Where are you parking your cash?

Small banks have an aspect that if they did fail then government could actually afford to make good on the deposit guarantee.

If someone like Mystate goes broke well then that's a minor adjustment to the federal budget to pay out the depositors. If CBA, NAB etc went bust then in practice it's going to be rather hard for government to come up with the money at least in a prompt manner.

Also companies like BHP aren't going to become worthless in a hurry. Even in a major crash their value isn't going to zero at least not overnight. You might find you can't sell the shares or at least not for a decent price but there's still a real business there, there's still real physical assets that can't possibly simply disappear into thin air (unlike financial companies where that is indeed possible), and your share of it will have value at some point. :2twocents

Very good points smurf.
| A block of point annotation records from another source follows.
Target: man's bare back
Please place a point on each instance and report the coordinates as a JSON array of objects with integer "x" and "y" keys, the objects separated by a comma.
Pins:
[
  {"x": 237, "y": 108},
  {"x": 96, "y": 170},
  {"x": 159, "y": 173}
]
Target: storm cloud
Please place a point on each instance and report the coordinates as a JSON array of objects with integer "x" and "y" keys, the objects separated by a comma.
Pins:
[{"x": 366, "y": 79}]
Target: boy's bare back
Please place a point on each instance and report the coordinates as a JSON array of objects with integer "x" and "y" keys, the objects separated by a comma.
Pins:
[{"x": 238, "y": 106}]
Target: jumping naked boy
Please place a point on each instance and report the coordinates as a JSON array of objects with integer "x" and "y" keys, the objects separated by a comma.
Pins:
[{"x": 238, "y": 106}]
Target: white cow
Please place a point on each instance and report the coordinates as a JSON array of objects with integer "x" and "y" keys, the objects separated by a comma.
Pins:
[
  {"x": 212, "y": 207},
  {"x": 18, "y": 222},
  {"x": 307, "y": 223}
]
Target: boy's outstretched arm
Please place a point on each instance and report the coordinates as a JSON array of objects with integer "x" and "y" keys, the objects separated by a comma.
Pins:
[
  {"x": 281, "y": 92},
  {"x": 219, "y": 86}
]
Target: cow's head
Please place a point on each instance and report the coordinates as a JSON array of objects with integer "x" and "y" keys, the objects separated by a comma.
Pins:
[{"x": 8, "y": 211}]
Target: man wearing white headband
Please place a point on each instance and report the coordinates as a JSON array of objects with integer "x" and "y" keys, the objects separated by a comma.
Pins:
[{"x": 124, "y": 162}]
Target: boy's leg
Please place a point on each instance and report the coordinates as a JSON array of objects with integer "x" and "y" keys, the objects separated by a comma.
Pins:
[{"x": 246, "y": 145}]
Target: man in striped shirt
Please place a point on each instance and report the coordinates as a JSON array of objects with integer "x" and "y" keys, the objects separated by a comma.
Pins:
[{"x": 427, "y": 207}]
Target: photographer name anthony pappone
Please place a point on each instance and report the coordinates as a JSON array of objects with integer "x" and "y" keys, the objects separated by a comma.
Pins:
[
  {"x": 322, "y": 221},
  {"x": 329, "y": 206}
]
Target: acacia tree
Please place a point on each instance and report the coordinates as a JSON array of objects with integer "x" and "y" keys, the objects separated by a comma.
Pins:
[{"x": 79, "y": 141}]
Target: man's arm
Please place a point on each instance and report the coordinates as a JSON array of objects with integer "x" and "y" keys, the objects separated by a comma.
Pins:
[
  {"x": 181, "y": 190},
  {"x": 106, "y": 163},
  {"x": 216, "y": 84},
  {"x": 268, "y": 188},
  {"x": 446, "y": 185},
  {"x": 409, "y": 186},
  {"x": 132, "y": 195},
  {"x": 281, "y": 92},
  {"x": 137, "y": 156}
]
There is always risk the Government may not do a full rescue and everyone including the small depositors have to take a hit on their savings in an financial Armageddon scenario.

I've got a small position in BHP publicly displayed in my Speculative Stock Portfolio. May add to it privately or to it's smaller diversified cousin South32 Ltd (S32), if I feel the economy is headed south, as you said that is a genuine business of selling raw materials to manufacturers who need them.

Although I like also buying basket ETF's that include good companies like BHP, one of the draw backs is you end up with the good and the bad all mixed in and when the economy and share market is doing well. In other words the good, the bad and the ugly all get to dance along while the music lasts (from a musical chairs point of view).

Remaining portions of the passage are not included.